The chart provides a quick reference guide that addresses the best approach to asthma and COPD and when to use the right inhalers at the right time, Professor Wark explained.
“This is a useful educational resource for healthcare professionals to help identify and explain different treatments,” he said.
“It’s such a changing environment and keeping up to date is a major challenge, so it’s important for GPs and pharmacists to keep up to date with new medicines as well as existing medicines that have changed packaging or branding. .”
According to Professor Nick Zwar, Chair of the National Asthma Council Australia Guidelines Committee, the number of long-acting muscarinic antagonists (LAMAs) has also recently increased and there is a need to clearly present the range of treatment options. single-page processing. document.
“Before it was just tiotropium and now there’s umeclidinium, aclidinium and glycopyrronium,” he said. newsGP.
“These are three additional LAMAs that have only been available fairly recently to treat harder-to-control asthma.”
The importance of presenting information visually should also not be overlooked, according to Professor Wark.
“Even when patients can’t remember the name of their inhaler, they will recognize it,” he said.
“They can see where it needs to be placed in therapy and it’s also a big help for those whose first language is not English.
The problem of rapidly increasing numbers of LAMAs, inhaled corticosteroids (ICS), long-acting beta-agonists (LABAs), and combinations of these drugs is compounded by the fact that the same drug is showing up often in a variety of devices.
Prof Wark said choosing the most appropriate device should be a ‘collaborative effort’ between the patient and their GP.
“It is very important that the patient uses a device that he is comfortable with and that he likes. This has been shown to very clearly influence their adherence to this device,” he said.
“Using the devices themselves is complex and requires training, education and support for the patient – and that support often has to be an ongoing thing.
“If someone is installed on a certain type of device and shown how to use it, changing that device can be quite disruptive. It’s a challenge in the breathing space.
In addition, the diagnosis of asthma has always been difficult because it usually requires pulmonary function tests and spirometry to demonstrate reversible airflow obstruction.
“This test is time consuming, it is not well reimbursed and GPs are often unfamiliar with its interpretation,” Prof Wark said.
“There has been an underuse of testing and as a result this has led to both underdiagnosis and overdiagnosis of asthma.

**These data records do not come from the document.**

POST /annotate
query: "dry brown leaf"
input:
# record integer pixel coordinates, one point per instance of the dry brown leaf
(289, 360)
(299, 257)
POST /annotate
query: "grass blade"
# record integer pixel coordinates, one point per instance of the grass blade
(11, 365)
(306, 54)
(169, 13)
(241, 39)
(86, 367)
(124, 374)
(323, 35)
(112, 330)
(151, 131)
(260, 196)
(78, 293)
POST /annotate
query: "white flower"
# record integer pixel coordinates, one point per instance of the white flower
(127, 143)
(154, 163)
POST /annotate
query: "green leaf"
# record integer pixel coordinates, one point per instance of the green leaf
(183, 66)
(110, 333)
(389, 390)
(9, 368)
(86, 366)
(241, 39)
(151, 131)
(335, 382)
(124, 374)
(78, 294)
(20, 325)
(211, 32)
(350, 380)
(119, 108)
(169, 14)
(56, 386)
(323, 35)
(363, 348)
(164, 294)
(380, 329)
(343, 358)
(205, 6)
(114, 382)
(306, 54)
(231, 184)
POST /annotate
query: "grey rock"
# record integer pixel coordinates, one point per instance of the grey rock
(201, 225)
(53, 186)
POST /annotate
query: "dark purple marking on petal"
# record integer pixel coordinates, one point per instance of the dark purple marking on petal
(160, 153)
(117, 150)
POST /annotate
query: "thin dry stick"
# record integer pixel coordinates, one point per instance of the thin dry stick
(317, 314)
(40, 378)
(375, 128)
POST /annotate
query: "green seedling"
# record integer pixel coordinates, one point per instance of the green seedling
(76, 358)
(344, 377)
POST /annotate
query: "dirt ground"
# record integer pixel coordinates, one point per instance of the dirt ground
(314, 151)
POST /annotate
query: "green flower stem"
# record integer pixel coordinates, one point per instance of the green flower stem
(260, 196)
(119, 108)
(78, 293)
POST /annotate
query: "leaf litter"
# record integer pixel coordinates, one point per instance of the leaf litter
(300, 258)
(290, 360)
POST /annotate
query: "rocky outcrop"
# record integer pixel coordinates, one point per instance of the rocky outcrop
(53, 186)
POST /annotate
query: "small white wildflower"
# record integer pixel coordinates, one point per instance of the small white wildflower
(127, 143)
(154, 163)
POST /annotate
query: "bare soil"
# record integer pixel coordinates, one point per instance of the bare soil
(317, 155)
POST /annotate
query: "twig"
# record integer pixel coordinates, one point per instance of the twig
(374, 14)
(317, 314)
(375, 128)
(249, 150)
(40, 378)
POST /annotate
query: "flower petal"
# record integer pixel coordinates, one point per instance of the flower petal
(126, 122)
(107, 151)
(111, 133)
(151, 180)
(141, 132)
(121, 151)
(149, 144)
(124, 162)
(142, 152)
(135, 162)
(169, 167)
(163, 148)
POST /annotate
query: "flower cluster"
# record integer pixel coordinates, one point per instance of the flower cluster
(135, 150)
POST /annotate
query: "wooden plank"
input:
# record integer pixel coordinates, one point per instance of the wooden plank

And, sometimes, inappropriate use of medication.
These challenges have been further heightened by the pandemic as there is a risk that these procedures will generate aerosols.

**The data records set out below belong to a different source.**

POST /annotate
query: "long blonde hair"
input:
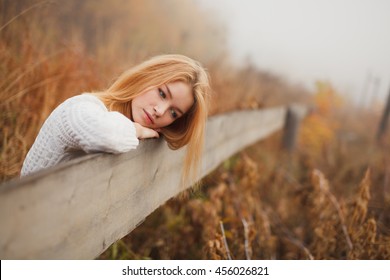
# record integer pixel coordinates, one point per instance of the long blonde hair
(190, 128)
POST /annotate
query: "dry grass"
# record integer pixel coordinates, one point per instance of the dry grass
(268, 205)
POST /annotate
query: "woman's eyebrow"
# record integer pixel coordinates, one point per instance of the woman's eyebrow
(170, 95)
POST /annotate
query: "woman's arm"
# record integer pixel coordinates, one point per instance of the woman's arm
(86, 124)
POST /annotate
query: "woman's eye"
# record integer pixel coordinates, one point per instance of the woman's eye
(173, 114)
(162, 94)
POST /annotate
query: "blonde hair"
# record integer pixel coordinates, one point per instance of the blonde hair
(190, 128)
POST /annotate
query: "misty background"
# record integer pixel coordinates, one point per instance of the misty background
(346, 43)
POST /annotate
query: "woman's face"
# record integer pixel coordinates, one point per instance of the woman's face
(161, 106)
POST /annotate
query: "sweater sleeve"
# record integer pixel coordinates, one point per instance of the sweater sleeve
(88, 125)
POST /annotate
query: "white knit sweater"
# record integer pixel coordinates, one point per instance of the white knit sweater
(80, 125)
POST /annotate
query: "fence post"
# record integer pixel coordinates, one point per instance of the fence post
(293, 118)
(384, 121)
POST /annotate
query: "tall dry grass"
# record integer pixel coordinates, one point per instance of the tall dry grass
(264, 206)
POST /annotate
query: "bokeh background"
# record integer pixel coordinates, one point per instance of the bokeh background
(329, 199)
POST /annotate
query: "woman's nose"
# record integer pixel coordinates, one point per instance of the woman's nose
(160, 109)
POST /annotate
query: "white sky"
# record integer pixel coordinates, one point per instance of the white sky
(346, 42)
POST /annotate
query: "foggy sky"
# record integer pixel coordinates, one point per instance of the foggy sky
(345, 42)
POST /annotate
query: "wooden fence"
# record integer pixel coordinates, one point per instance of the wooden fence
(78, 209)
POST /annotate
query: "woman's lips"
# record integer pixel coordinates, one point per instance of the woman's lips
(148, 117)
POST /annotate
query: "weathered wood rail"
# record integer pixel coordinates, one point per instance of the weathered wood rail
(78, 209)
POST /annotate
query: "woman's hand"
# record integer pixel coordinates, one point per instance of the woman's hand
(145, 132)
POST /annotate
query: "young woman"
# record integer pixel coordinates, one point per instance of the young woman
(167, 94)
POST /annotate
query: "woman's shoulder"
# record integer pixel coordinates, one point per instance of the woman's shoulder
(88, 99)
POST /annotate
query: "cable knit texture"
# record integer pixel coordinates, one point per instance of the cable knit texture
(80, 125)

“There was a very long period where virtually no lung function [testing] was happening,” Professor Wark said.
“There has been some backtracking to start over, but in many cases there is still a reluctance in primary care to reintroduce spirometry, in part based on these [COVID-related risks].
“Although there are alternative diagnostic tests, such as expired nitric oxide, these are less well known and less equipment available in Australia.”